By Noah Rothman
Tuesday, August 20, 2024
During his long and self-indulgent farewell address to
the Democratic Party on Monday night, Joe Biden attempted to make the case
against Donald Trump’s reassumption of the presidency on economic terms.
“Donald Trump wants a new tax on imported goods, food, gas, clothing, more,”
Biden said in a veiled reference to the former president’s proposal for a 10
percent blanket tariff on imports. “You know what that would cost the average
family, according to the experts? $3,900 a year in tax.”
Those are Trump’s bad tariffs — quite unlike Trump’s good
tariffs, which the Biden administration inherited, held in place, and, in some
cases, expanded. As CNN observed this summer, the price of consumer goods like
“baseball caps, luggage, and shoes” are inflated by Trump’s trade barriers.
Even though Biden railed against the costs they imposed on consumers on the
campaign trail in 2019, the administration did nothing about them. Finally,
“after a multi-year review of the duties was released last month, the Biden
administration decided to keep them in place and raise the rate on a relatively
small share of the impacted imports.”
Biden did not make a point in his speech of attacking
Trump for seeking to impose even higher trade barriers on a suite of
Chinese-made goods, probably because Biden himself has targeted China with tariff hikes. In May, Biden increased
the cost of imported Chinese electric vehicles, semiconductors, solar cells,
and batteries — just as Trump plans to do. But what other choice does Biden have?

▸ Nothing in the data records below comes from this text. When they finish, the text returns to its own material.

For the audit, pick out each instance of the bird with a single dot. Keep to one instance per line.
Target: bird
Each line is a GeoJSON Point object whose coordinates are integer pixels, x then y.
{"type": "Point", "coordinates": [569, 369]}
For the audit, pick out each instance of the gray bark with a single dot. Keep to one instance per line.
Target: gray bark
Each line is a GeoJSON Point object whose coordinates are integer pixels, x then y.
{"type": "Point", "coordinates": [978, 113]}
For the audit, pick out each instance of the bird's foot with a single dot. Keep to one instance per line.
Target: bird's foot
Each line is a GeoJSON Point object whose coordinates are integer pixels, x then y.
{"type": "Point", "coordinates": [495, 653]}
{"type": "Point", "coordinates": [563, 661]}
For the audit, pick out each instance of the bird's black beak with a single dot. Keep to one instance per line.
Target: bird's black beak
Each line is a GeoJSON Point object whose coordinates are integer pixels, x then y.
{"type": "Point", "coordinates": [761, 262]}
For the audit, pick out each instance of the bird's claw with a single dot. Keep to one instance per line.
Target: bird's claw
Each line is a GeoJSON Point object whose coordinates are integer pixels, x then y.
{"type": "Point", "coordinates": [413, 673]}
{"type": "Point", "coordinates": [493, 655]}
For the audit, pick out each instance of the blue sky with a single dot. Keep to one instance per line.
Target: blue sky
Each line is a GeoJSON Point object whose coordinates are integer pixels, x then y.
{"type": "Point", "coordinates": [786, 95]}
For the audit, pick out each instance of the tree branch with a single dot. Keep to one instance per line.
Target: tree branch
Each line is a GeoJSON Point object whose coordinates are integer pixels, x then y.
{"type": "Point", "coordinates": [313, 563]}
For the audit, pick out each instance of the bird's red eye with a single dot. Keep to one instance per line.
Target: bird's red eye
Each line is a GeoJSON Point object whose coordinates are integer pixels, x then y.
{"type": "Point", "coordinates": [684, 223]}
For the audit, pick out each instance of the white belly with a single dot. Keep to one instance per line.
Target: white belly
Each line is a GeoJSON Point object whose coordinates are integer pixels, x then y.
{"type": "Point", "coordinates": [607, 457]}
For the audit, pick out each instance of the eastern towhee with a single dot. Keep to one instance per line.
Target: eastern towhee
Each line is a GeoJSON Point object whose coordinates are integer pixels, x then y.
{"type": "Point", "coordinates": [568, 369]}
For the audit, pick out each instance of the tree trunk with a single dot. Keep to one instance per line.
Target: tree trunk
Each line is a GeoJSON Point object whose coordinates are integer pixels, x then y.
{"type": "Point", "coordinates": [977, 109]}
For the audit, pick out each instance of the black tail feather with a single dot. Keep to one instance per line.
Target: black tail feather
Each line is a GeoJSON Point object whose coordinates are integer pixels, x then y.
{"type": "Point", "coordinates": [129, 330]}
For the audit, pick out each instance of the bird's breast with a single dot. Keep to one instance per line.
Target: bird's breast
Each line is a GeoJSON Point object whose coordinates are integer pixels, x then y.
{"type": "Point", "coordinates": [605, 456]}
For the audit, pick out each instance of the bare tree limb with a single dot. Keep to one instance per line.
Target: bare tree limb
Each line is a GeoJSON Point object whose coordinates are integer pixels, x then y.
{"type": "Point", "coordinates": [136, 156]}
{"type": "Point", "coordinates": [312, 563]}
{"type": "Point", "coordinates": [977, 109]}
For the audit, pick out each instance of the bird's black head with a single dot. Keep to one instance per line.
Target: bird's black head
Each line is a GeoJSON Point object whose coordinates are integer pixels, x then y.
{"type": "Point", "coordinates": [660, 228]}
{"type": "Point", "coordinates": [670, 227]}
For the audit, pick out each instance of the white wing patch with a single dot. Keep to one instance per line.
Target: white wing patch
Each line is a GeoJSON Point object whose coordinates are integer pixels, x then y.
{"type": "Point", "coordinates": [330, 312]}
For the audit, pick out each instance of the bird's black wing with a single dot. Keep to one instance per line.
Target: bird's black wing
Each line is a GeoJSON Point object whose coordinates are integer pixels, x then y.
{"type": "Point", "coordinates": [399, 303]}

The federal government has invested vast sums of taxpayer dollars propping up
the solar and electric-vehicle industries so that the cost of the domestically
made versions of those products remain competitive. They would not otherwise be
viable in a marketplace in which government-backed Chinese producers could
compete, introducing market forces that compel innovation and ultimately lower
production costs.
Joe Biden, Kamala Harris, and Donald Trump alike appear
to agree that the price of electric cars and solar cells must remain
artificially high to stop consumers from purchasing a more competitive product,
freeing that capital up to be invested in more personally gratifying or
productive pursuits. The consensus seems to be that the price of electric
vehicles must remain artificially high even as consumer demand for that product
peaks and carmakers scale back or delay plans to introduce new EVs.
It’s just more evidence of how stark the contrast between the two competing
presidential tickets is and why the stakes of this election couldn’t be higher.